Nappstraumen zwischen Flakstadøya und Vestvågøya
Freitag, 4. Juni
Wer meine bisherigen Reiseberichte aufmerksam gelesen hat, fragt sich vielleicht, an welcher Stelle dieses Jahr die obligate Große Inselrundfahrt eingebaut wurde, der sich kein Mitreisender entziehen kann. Jetzt geht‘s los. Etappenziel ist wie immer der Ort Å ganz im Südwesten der Insel Moskenesøya, weil die Straße dort endet und sich dieses Dörfchen somit als Endpunkt geradezu aufdrängt. Da Melanie keine riesige Lust auf eine größere Wanderung unterwegs hat, können wir auf dem Hinweg sogar noch einige Zwischenstops mehr als üblich einfügen. Also biegen wir auf Vestvågøya von der Hauptstraße ab und besuchen die wirklich traumhaften Strände in Haukland und Uttakleiv. Am letzteren finde ich sogar noch eine neue Attraktion, die gleich auf meiner Karte vermerkt wird. Wenn man den Weg an der Küste Richtung Haukland zurück geht, kommt man nach ca. 300m an einer weißen Bank vor einem Felsen vorbei. Unbedingt ausprobieren! Der Sitzkomfort ist zwar nur durchschnittlich, aber die Aussicht ist spitze – und erst der Sound!!! Meeresrauschen in Surround, und zwar volle Lotte von allen Seiten, durch die Reflexionen am Felsen auch von hinten. Melanie ist von der Chillout-Lounge begeistert und bleibt eine ganze Weile sitzen, was mir die Zeit gibt, den Weg noch etwas weiter zu gehen und nachzuschauen, ob hinter einer der nächsten Biegungen nicht noch ein bisher übersehenes Fotomotiv seiner Entdeckung harrt. Es harrt aber keins, und wir kehren zurück zum Strand nach Uttakleiv. Der auch bei Regen phantastisch „lofotig“ aussieht…

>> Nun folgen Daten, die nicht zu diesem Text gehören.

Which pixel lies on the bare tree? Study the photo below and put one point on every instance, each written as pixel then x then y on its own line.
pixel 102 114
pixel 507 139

Ebenfalls angetan ist meine Liebste vom Strand in Myrland, schon eine Insel weiter südlich, auf Flakstadøya. Ein HDR-Foto dieses Ortes bei Mitternachtssonne hatte ich Melanie als Appetizer immer mal wieder gezeigt, und ein weiteres hängt als großes Poster hinter Glas bei uns zu Hause im Bad. Leider geraten wir genau an diesem schönen Ort in Streit. Worüber, wissen wir bei der späteren Versöhnung in Flakstad selber nicht mehr ganz genau – so daß meine Frau sicher nur eine medium-gute Erinnerung an Myrland mit nach Hause nehmen wird. Mist! Ein paar Autominuten weiter, in Vikten, herrscht immer noch Gewitterstimmung zwischen uns, und so geht dann Mel alleine ins Glasbläsermuseum, während ich im Wagen vor mich hin schmolle. Auf dem weiteren Weg nach Flakstad bringt uns dann die überraschende Sichtung zweier Robben zumindest erst mal wieder in einen Dialog, und kurze Zeit später – nach einem klärenden Gespräch – sind wir alle wieder lieb miteinander.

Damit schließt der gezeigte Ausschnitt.